# UCPD Data Scrape

## Import Things

In [1]:
import requests
import pandas as pd
from bs4 import BeautifulSoup as bs

## Get Field Interview Data

In [2]:
# Get headers

url0 = ('https://incidentreports.uchicago.edu/fieldInterviewsArchive.php?' +
       'startDate=1433134800&endDate=1597208400&offset=5')

# Get url contents
page0 = requests.get(url0)

# Store contents
soup0 = bs(page0.text, 'lxml')

# Get table data
table_rows0 = soup0.find('table').find_all('tr')

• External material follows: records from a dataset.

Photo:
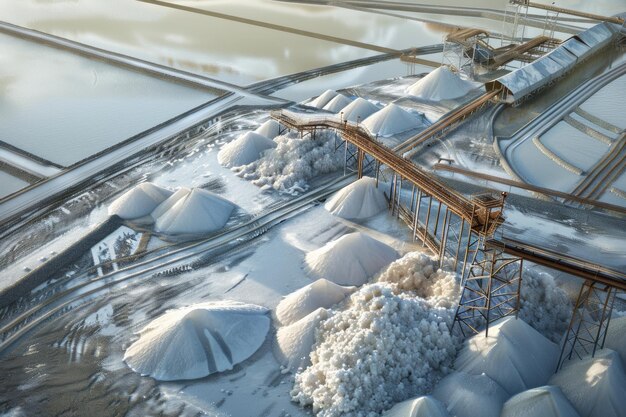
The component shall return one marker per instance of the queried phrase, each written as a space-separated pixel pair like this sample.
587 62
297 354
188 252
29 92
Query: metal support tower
590 321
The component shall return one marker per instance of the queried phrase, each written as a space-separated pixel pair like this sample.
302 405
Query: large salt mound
546 401
386 346
139 201
270 129
424 406
245 149
596 387
420 273
198 340
323 99
391 120
359 110
199 211
296 340
350 260
321 293
616 337
441 84
359 200
471 395
337 103
514 355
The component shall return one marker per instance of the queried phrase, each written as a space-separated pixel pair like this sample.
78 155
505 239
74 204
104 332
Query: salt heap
420 273
514 355
471 395
359 200
596 386
546 401
441 84
323 99
321 293
337 103
425 406
270 129
391 120
359 110
350 260
296 340
199 340
139 201
616 337
198 211
245 149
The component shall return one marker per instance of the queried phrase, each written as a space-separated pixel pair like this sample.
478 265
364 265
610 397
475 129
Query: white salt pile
546 401
468 395
616 337
420 273
441 84
350 260
198 211
391 120
425 406
337 103
296 340
386 347
596 387
359 110
544 305
270 129
323 99
359 200
514 355
245 149
294 161
198 340
139 201
300 303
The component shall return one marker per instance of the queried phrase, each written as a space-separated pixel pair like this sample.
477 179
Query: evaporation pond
64 107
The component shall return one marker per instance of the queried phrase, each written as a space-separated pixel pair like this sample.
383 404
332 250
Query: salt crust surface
468 395
302 302
387 346
546 401
139 201
596 386
359 110
293 162
296 340
198 211
425 406
245 149
391 120
270 129
441 84
198 340
514 355
359 200
337 103
350 260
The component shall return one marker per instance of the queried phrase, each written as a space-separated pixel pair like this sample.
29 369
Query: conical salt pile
197 212
359 110
337 103
139 201
199 340
391 120
350 260
359 200
441 84
245 149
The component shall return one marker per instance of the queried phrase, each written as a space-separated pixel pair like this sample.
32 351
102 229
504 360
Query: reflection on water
63 107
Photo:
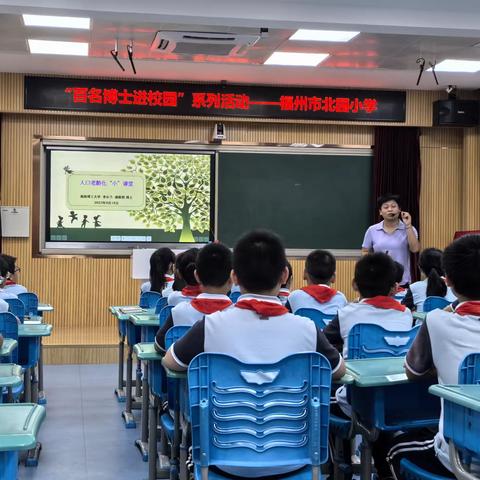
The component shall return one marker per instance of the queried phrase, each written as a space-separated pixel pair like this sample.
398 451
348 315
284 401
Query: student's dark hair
398 272
160 262
259 261
375 275
11 261
387 197
320 265
461 261
214 265
186 264
290 273
430 262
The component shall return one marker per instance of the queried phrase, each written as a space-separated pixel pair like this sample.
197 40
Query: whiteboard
141 262
15 221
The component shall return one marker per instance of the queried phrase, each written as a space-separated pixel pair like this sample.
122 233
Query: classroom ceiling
393 35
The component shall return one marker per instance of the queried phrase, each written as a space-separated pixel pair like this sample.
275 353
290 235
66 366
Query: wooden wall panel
471 180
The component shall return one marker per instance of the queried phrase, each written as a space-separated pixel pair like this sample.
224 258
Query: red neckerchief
264 309
321 293
388 303
469 308
210 305
191 291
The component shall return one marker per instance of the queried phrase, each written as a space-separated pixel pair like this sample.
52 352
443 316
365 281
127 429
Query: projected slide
129 196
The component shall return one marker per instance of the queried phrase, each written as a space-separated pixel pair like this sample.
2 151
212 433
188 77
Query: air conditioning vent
203 43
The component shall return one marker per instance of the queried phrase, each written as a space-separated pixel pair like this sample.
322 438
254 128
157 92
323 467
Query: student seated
319 273
444 340
213 269
161 272
184 271
284 291
400 292
11 285
432 283
258 329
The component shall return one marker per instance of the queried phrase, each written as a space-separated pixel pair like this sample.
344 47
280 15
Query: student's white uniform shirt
419 294
300 299
184 314
452 337
361 312
15 289
4 294
3 306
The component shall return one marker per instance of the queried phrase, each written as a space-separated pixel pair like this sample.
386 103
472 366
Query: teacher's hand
407 219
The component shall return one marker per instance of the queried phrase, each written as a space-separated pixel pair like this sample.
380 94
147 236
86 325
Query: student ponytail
160 262
186 264
431 265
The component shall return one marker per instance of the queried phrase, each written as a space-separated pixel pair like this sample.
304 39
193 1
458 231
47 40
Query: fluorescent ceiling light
297 59
451 65
323 35
57 22
58 48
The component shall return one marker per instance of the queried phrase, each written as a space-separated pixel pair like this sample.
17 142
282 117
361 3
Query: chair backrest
431 303
160 304
9 329
366 340
16 306
254 415
234 296
30 300
469 371
149 299
320 319
164 313
174 333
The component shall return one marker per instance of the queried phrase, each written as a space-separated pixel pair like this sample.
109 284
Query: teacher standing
394 235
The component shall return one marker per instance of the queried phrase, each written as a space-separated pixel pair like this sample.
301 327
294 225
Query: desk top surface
35 330
9 345
377 372
19 424
465 395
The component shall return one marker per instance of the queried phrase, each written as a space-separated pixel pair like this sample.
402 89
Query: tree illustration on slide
177 192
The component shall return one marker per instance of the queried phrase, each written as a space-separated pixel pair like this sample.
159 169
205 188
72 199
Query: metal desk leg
142 444
127 413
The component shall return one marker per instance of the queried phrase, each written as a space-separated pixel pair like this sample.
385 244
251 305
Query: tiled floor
83 435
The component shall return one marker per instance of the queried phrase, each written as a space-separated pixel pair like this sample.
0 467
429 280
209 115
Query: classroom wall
81 289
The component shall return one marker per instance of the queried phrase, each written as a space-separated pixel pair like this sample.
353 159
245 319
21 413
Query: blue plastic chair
372 341
432 303
9 329
469 370
16 306
164 313
149 299
319 318
30 300
234 296
259 416
161 304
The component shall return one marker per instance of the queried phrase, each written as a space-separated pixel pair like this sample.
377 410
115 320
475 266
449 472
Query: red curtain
397 169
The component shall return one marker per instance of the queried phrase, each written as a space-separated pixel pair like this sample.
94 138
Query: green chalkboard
319 200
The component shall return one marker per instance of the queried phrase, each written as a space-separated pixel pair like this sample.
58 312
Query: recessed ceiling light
297 59
451 65
58 22
323 35
58 48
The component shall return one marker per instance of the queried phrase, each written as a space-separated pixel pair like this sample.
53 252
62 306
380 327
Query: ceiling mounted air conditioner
203 43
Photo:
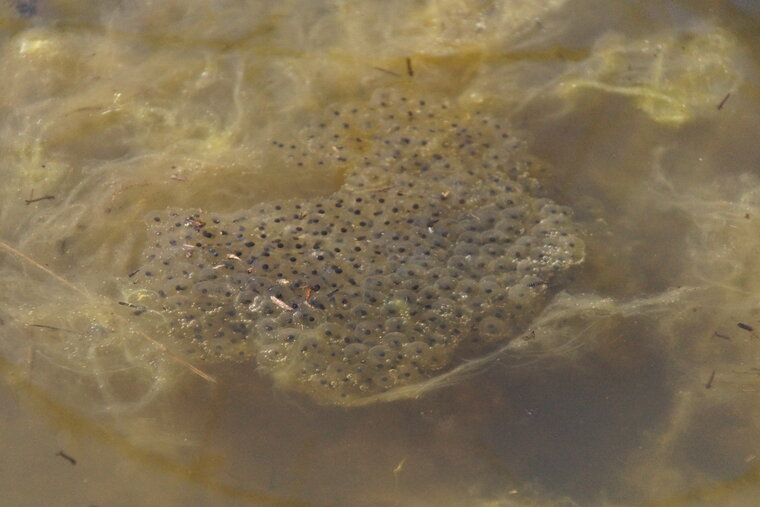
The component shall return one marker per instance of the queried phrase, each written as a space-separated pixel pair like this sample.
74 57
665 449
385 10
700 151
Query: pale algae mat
437 248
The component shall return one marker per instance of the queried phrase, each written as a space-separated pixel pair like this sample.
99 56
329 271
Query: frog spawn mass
436 249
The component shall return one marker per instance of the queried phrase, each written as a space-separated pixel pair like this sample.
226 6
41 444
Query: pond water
562 310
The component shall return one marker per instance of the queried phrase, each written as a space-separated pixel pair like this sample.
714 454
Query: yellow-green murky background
647 114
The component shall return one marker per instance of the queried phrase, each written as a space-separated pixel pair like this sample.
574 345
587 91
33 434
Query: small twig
43 198
387 71
52 328
67 457
39 266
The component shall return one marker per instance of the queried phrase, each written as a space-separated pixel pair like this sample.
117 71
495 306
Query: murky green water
630 378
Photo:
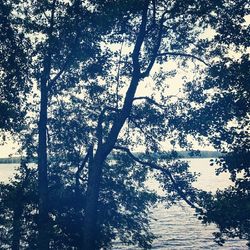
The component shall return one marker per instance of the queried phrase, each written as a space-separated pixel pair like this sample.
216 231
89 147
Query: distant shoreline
179 155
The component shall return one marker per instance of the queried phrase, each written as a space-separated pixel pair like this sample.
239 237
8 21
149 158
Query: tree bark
43 228
90 229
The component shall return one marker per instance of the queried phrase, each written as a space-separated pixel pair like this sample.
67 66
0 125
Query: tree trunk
43 228
17 214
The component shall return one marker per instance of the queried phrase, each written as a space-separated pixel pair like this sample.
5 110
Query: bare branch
140 38
165 171
156 47
182 55
150 100
79 170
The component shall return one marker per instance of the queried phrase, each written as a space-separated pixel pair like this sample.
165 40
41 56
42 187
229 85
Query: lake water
176 227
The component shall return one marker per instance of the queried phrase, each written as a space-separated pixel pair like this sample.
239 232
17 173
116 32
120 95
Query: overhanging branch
165 171
183 55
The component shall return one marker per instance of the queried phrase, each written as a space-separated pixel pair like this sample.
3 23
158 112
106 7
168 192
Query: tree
102 66
57 40
14 66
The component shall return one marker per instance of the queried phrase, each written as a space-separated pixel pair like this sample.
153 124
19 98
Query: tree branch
79 170
150 100
156 47
165 171
183 55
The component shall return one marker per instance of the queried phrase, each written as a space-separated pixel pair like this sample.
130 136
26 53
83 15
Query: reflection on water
176 227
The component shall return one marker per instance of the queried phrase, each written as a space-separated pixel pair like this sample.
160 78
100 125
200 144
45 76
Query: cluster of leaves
123 209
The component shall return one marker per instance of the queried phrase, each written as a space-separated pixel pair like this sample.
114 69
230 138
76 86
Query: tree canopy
86 65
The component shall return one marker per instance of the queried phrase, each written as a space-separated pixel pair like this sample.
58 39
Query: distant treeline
178 154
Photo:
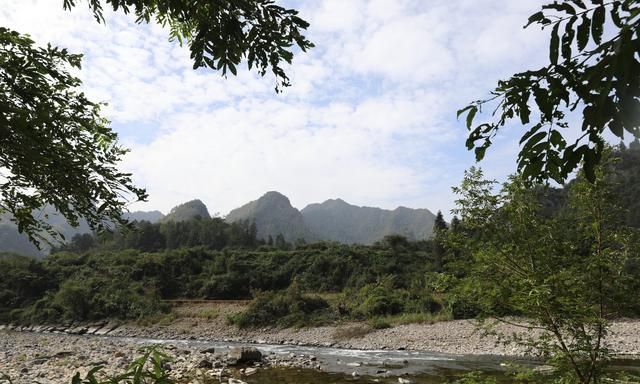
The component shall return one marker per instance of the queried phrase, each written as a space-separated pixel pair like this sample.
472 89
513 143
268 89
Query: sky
370 117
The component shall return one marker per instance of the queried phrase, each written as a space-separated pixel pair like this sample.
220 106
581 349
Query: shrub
284 309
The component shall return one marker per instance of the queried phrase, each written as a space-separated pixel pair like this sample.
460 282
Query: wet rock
250 371
245 355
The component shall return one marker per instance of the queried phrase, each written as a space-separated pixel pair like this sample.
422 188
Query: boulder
244 355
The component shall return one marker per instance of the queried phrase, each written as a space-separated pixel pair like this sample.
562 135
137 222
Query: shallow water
355 366
339 365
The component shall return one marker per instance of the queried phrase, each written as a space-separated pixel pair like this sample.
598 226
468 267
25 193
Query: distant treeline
130 283
128 275
211 233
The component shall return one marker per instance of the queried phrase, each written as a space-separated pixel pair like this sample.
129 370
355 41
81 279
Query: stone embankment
27 357
454 337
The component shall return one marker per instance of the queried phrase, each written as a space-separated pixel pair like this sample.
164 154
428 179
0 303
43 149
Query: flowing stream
360 366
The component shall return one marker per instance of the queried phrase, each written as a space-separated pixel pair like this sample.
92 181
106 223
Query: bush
284 309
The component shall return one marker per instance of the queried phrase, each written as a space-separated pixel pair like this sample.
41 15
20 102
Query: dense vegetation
536 251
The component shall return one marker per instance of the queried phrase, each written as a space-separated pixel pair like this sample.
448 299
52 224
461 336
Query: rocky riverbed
27 357
51 354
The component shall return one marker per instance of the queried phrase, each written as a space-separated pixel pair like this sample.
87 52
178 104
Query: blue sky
370 118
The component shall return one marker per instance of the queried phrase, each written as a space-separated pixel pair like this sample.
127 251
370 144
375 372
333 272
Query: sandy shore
53 358
455 337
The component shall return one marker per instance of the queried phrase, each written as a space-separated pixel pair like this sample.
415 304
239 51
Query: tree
593 75
439 235
222 33
56 149
567 273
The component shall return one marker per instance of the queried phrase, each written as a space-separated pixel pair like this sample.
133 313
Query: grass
410 318
162 319
419 318
357 331
208 313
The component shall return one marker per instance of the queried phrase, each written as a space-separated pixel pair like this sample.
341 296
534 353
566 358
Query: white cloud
370 117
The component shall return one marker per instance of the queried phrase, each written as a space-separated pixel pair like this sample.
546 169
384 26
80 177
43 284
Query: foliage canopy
55 147
593 76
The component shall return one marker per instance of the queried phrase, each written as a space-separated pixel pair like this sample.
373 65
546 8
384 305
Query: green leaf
567 38
554 45
471 115
584 32
536 17
463 110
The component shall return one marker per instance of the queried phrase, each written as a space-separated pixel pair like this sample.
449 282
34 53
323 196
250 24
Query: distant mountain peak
188 211
338 220
273 215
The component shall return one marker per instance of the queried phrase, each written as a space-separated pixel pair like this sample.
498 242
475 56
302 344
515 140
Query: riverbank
463 337
50 355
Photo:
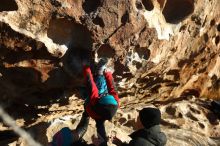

headers0 = [i.text for i in table_rows0[0].find_all(['th'])]

# Use Loop to get data
data0 = []

for n in range(363):
    offset = n*5
    
    # Get url
    url = ('https://incidentreports.uchicago.edu/fieldInterviewsArchive.php?' +
           'startDate=1433134800&endDate=1597208400&offset=' + str(offset))
    
    # Get url contents
    page = requests.get(url)
    
    # Store contents
    soup = bs(page.text, 'lxml')
    
    # Get table data
    table_rows = soup.find('table').find_all('tr')
    
    # Get data
    data_n = [[i.text for i in tr.find_all(['td','th'])] 
              for tr in table_rows
              if not any(x in tr.find_all(['td','th'])[0].text 
                         for x in ['Date','field inter'])]
    
    data0 = data0 + data_n

### Create Data Frame

In [3]:
df = pd.DataFrame(data0, columns = headers0)

# Export Raw Data
df.to_csv(r'data_field_raw.csv',index = False)

df

Unnamed: 0,Date/Time,Location,Initiated By,Race,Gender,Reason for Stop,Disposition,Search
0,6/3/2015 1:40 PM,1601 E 53rd,Citizen request for UCPD Response,African American,Female,Citizen observed subject having a verbal argum...,Name checked; no further action,No
1,6/3/2015 1:40 PM,1601 E 53rd,Citizen request for UCPD Response,African American,Male,Citizen observed subject having a verbal argum...,Name checked; no further action,No
2,6/4/2015 8:21 PM,5245 S Cottage Grove,Citizen request for UCPD Response,African American,Male,Complainant advised subject acted suspicious (...,Name checked; no further action,No
3,6/4/2015 10:01 PM,901 E 58th Street,UCPD,African American,Male,"Disturbance - Domestic Incident, prior inciden...",Name checked; no further action,No
4,6/4/2015 10:01 PM,901 E 58th Street,UCPD,African American,Female,"Disturbance - Domestic Incident, prior inciden...",Name checked; arrested by CPD,No
...,...,...,...,...,...,...,...,...
750,7/6/2020 1:24 AM,5472 S. Kenwood,UCPD,African American,Male,Matched description of armed robbery offenders,Released to parents,Yes
751,7/6/2020 1:24 AM,5472 S. Kenwood,UCPD,African American,Male,Matched description of armed robbery offenders,Released to parents,Yes
752,7/6/2020 1:24 AM,5472 S. Kenwood,UCPD,African American,Male,Matched description of armed robbery offenders,Released to parents,Yes
753,7/6/2020 1:24 AM,5472 S. Kenwood,UCPD,African American,Male,Matched description of armed robbery offenders,Released to parents,Yes


### Clean Data

In [4]:
# One Row has location (Ellis) in Date/Time, seems to have been on 8/6/2018

badRow = df['Date/Time'].str.contains('Ellis')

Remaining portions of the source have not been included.